Time Period3 Months [change]
DirectionMoves Against 
StrengthInsignificant
Accuracy100.0%
ValuesDaily Returns

Elton International Trading  vs.  General Commercial Industrial

 Performance 
       Timeline  
Elton International 

Risk-Adjusted Performance

Very Weak

 
Weak
 
Strong
Over the last 90 days Elton International Trading has generated negative risk-adjusted returns adding no value to investors with long positions. Despite somewhat strong basic indicators, Elton International is not utilizing all of its potentials. The current stock price disturbance, may contribute to short-term losses for the investors.
General Commercial 

Risk-Adjusted Performance

Modest

 
Weak
 
Strong
Compared to the overall equity markets, risk-adjusted returns on investments in General Commercial Industrial are ranked lower than 5 (%) of all global equities and portfolios over the last 90 days. Despite somewhat weak basic indicators, General Commercial may actually be approaching a critical reversion point that can send shares even higher in April 2025.

Elton International and General Commercial Volatility Contrast

   Predicted Return Density   
       Returns  

Pair Trading with Elton International and General Commercial

The main advantage of trading using opposite Elton International and General Commercial positions is that it hedges away some unsystematic risk. Because of two separate transactions, even if Elton International position performs unexpectedly, General Commercial can make up some of the losses.
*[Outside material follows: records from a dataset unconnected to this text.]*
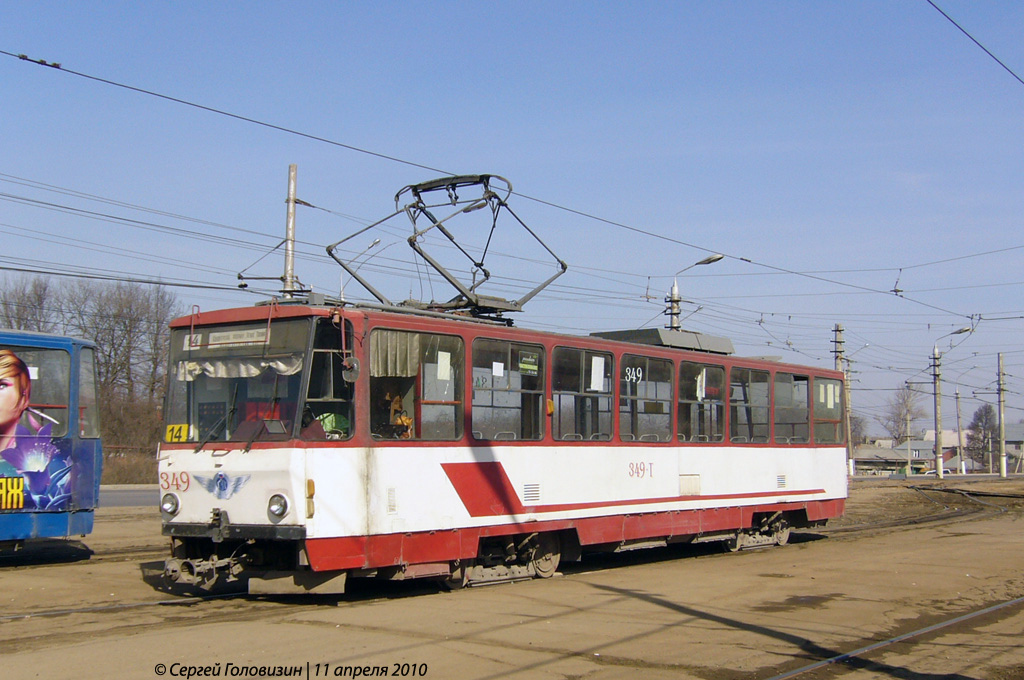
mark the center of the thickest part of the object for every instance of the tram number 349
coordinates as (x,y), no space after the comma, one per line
(179,481)
(642,469)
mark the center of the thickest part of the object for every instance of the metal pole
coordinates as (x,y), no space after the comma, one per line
(673,309)
(290,235)
(1003,429)
(937,377)
(909,466)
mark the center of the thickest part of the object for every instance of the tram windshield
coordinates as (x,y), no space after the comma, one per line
(238,383)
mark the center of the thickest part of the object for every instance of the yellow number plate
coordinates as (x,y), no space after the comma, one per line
(177,433)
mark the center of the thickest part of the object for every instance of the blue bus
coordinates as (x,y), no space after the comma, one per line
(50,453)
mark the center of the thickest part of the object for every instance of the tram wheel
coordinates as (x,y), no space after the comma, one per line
(547,554)
(460,575)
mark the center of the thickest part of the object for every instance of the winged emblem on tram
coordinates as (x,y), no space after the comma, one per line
(222,485)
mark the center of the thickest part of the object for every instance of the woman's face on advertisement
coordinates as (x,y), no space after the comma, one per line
(12,402)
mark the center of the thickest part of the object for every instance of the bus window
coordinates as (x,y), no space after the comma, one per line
(645,399)
(828,411)
(792,409)
(581,388)
(416,385)
(508,390)
(88,407)
(749,406)
(701,402)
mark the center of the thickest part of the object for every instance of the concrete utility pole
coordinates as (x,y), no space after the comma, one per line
(290,235)
(839,350)
(960,436)
(1003,428)
(909,463)
(937,381)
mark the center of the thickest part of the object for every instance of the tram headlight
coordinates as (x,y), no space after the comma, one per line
(170,505)
(278,507)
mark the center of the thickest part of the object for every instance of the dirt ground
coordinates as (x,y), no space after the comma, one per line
(679,612)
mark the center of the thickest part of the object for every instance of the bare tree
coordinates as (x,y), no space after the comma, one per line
(27,303)
(901,408)
(129,325)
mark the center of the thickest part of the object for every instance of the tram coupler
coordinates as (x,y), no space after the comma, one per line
(202,572)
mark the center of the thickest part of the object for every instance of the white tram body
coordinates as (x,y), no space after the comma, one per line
(308,443)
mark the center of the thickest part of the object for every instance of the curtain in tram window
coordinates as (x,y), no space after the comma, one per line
(394,354)
(238,368)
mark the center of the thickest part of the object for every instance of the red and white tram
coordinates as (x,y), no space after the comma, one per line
(306,443)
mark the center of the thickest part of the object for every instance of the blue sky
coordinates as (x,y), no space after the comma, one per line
(827,149)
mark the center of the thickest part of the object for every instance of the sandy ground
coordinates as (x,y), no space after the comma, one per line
(679,612)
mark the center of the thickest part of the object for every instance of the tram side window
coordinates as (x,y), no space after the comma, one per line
(581,388)
(508,390)
(88,406)
(416,385)
(828,412)
(645,399)
(750,404)
(45,375)
(701,402)
(792,409)
(328,411)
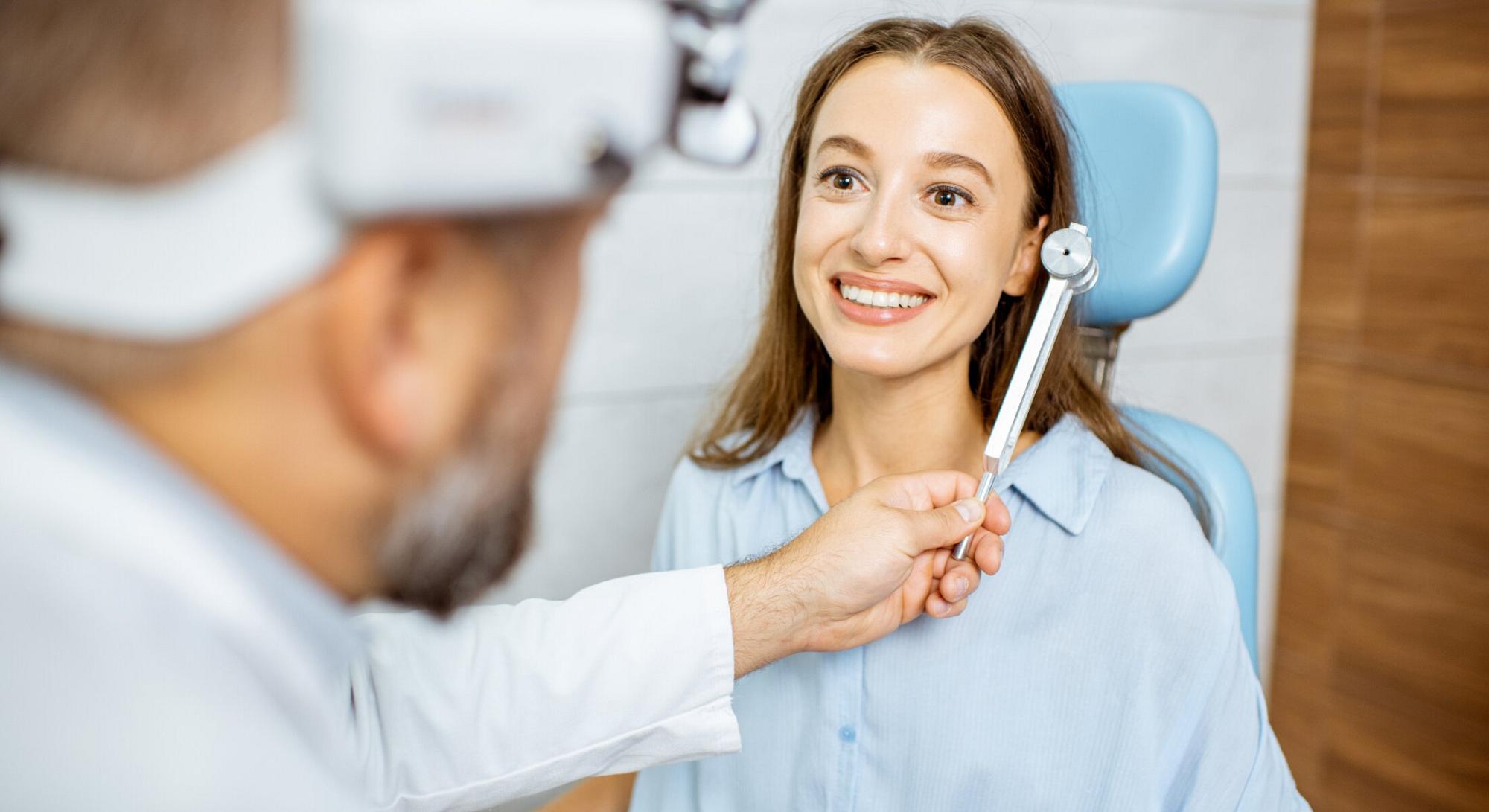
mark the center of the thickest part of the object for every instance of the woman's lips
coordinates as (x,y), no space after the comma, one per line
(873,314)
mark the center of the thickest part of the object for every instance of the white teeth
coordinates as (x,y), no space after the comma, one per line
(879,298)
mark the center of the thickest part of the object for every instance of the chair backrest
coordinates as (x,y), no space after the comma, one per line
(1147,167)
(1146,158)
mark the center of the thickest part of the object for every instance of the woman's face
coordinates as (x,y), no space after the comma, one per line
(912,217)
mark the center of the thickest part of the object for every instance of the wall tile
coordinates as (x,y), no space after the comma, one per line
(1240,396)
(672,290)
(599,493)
(1330,296)
(1249,284)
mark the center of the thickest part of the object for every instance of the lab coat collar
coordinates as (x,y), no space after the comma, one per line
(77,470)
(1061,475)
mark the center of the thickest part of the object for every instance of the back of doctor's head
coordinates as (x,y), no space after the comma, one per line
(382,423)
(138,92)
(133,92)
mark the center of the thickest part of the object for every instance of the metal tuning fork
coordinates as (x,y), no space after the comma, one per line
(1068,258)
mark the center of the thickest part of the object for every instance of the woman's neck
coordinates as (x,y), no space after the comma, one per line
(879,427)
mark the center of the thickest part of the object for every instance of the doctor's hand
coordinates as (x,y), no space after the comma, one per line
(876,561)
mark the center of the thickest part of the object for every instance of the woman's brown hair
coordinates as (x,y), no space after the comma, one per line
(790,369)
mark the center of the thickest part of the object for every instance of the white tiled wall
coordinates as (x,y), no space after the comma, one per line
(674,277)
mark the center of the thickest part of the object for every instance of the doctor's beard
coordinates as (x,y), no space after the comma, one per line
(462,528)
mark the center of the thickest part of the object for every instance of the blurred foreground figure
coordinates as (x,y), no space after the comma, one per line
(229,409)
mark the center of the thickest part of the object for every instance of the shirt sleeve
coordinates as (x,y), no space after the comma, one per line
(1231,759)
(503,703)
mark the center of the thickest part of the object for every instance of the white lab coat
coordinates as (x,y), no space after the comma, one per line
(160,655)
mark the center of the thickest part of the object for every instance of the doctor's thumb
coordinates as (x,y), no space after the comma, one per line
(946,525)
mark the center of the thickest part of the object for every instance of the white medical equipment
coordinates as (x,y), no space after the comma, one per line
(401,107)
(1071,262)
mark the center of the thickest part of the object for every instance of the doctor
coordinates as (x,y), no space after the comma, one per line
(257,366)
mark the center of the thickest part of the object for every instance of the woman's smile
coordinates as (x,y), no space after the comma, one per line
(879,301)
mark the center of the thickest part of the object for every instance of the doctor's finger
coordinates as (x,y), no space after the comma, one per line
(988,551)
(961,581)
(939,607)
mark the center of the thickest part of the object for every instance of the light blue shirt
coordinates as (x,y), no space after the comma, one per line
(1101,668)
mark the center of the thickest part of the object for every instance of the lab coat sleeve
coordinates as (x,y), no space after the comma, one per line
(503,703)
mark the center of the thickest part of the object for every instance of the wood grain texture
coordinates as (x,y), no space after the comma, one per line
(1381,679)
(1435,92)
(1332,293)
(1427,293)
(1341,85)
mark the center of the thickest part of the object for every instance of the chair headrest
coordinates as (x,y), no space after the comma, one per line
(1146,162)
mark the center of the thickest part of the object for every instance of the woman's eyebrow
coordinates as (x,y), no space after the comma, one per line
(846,143)
(954,159)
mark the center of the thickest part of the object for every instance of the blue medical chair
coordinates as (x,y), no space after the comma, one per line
(1147,162)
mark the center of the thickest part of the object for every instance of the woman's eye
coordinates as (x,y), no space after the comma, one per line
(949,198)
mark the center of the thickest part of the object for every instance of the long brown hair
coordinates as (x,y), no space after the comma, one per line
(790,369)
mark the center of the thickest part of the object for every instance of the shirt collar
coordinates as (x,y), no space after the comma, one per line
(1061,475)
(793,453)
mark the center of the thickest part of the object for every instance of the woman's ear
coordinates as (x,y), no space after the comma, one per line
(1027,259)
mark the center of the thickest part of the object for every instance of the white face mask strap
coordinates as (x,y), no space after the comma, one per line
(172,260)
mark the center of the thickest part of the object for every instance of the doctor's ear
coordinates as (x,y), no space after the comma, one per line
(409,326)
(1027,259)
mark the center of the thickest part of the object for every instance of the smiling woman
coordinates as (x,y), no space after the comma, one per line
(1104,668)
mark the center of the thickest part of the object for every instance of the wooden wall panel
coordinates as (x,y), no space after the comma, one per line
(1435,91)
(1381,677)
(1341,80)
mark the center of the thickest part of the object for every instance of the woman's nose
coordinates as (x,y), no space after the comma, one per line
(881,237)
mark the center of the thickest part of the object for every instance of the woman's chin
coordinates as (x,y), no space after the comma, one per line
(876,365)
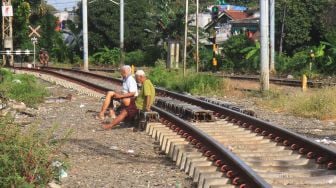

Pair trading also minimizes risk from directional movements in the market. For example, if an entire industry or sector drops because of unexpected headlines, the short position in General Commercial will offset losses from the drop in General Commercial's long position.
The idea behind Elton International Trading and General Commercial Industrial pairs trading is to make the combined position market-neutral, meaning the overall market's direction will not affect its win or loss (or potential downside or upside). This can be achieved by designing a pairs trade with two highly correlated stocks or equities that operate in a similar space or sector, making it possible to obtain profits through simple and relatively low-risk investment.
Check out your portfolio center.
Note that this page's information should be used as a complementary analysis to find the right mix of equity instruments to add to your existing portfolios or create a brand new portfolio. You can also try the Price Transformation module to use Price Transformation models to analyze the depth of different equity instruments across global markets.